The discount and premium of investment trusts can tell you more than just its ‘street value’ and how far its market price is away from its NAV. Given that active management is built on the premise that markets are inefficient, discounts reflect a lot of prevailing sentiment in the market. Buying funds at a discount is often compared with shopping in a sale: effectively buying assets at less than their true worth. Intuitively, if an investor does not have much conviction in a fund, its fund manager or an asset class, or associates that fund with higher risks, he or she will be less willing to pay a high price.
Let’s take the example of private equity funds, which are perceived to be more risky than listed equities and are somewhat illiquid in nature, thus they tend to trade at quite a wide discount to their NAV, particularly at times of stress in the market when liquidity is paramount.
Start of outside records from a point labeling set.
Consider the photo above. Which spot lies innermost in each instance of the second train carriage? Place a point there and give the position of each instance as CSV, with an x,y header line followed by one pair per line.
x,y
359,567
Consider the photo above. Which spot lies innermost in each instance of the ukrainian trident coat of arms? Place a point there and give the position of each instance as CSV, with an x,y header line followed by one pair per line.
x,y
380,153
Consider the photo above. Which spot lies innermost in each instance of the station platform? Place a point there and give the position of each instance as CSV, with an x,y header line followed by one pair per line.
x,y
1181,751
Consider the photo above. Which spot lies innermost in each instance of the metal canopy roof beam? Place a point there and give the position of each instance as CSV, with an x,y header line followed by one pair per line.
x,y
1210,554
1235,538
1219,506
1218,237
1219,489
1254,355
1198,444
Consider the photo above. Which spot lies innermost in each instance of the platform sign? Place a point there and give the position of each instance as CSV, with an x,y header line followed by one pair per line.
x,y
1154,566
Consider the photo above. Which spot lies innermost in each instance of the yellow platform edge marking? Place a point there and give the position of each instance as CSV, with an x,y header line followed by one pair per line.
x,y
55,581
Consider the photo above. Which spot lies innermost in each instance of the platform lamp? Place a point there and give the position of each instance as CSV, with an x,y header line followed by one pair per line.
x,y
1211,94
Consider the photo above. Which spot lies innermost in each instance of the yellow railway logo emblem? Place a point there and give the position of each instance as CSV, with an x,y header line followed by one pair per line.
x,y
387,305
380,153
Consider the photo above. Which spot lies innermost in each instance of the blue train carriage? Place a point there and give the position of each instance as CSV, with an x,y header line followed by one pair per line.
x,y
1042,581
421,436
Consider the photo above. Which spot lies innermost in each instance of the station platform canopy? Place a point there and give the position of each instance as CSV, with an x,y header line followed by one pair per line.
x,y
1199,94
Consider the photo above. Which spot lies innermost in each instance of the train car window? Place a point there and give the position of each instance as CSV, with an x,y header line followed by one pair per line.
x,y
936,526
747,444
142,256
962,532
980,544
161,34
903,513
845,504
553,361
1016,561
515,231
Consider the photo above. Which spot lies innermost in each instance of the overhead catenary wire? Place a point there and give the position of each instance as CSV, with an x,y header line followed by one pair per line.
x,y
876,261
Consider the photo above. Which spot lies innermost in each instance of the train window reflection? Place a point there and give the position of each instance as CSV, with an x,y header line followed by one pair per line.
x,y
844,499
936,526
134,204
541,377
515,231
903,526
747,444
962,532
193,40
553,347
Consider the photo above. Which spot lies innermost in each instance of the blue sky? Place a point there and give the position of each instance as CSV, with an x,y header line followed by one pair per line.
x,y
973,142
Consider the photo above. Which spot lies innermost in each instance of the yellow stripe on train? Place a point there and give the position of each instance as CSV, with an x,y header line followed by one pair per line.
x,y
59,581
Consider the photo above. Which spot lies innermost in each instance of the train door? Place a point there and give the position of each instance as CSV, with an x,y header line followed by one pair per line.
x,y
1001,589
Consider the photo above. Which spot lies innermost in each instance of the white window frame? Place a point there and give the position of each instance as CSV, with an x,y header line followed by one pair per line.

Contrast that with infrastructure funds, which have been in vogue for the last several months due to the high income they pay. The average infrastructure closed-end fund has been trading at a premium of more than eight percentage points over the last six months. But these funds are just as, if not more, illiquid when you drill down into the underlying assets.
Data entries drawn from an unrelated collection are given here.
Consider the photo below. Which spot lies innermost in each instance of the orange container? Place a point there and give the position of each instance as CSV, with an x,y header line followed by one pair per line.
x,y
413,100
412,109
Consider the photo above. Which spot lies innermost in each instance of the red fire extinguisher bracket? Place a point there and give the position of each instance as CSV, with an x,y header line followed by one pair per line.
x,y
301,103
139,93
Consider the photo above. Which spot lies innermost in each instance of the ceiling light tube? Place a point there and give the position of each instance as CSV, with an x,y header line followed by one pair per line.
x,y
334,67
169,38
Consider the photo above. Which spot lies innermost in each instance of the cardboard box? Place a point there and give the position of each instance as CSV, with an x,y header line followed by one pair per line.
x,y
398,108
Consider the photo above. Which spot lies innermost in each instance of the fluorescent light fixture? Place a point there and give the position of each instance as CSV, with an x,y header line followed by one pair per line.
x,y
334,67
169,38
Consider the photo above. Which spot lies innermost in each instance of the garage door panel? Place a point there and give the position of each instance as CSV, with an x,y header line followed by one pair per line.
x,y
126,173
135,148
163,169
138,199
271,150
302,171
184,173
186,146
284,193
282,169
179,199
So when we look at the average discount across the London-listed Investment Trust sector and the extent to which it has narrowed, does this mean investors are getting over confident? The latest Morningstar Asset Flow report showed net redemptions from fixed income and money market funds over the last three consecutive months, while inflows into allocation funds slowed noticeably, as did net inflows into alternative funds. The winners were equity funds.
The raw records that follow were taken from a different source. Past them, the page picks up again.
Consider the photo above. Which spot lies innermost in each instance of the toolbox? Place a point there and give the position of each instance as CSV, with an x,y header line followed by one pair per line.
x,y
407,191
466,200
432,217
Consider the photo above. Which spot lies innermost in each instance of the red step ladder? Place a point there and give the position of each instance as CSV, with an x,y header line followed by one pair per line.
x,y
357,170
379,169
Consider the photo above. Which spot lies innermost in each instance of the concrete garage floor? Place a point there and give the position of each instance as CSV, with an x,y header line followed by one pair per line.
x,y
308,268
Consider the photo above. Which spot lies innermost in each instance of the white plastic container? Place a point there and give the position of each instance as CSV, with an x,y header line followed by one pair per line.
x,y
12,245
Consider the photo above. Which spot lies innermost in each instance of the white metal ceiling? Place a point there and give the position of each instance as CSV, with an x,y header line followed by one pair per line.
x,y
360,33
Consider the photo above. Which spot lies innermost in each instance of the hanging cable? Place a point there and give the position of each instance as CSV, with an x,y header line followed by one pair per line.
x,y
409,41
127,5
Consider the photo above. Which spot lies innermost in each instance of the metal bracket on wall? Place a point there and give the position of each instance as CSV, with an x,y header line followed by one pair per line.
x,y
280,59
But not all fund managers share that optimism. Some warn that fundamentally companies continue to be under pressure and that the UK economy has not turned a corner yet. Just this week, Sebastian Lyon, fund manager of Personal Assets Investment Trust, commented that in his view investors are getting somewhat carried away with the steep gains they have made in the last four years, while forgetting the lows from which those prices have risen; they see markets going up, and their fear of missing out means they allocate money to higher risk asset classes at precisely the wrong time—just before something spooks the market again.
The reality is that nothing lasts forever. Given that we have had more than four years of an upward trending market and indexes are reaching new heights, perhaps it’s time to be a bit more cautious and remind ourselves of one of Warren Buffett's classic rules: "Be fearful when others are greedy".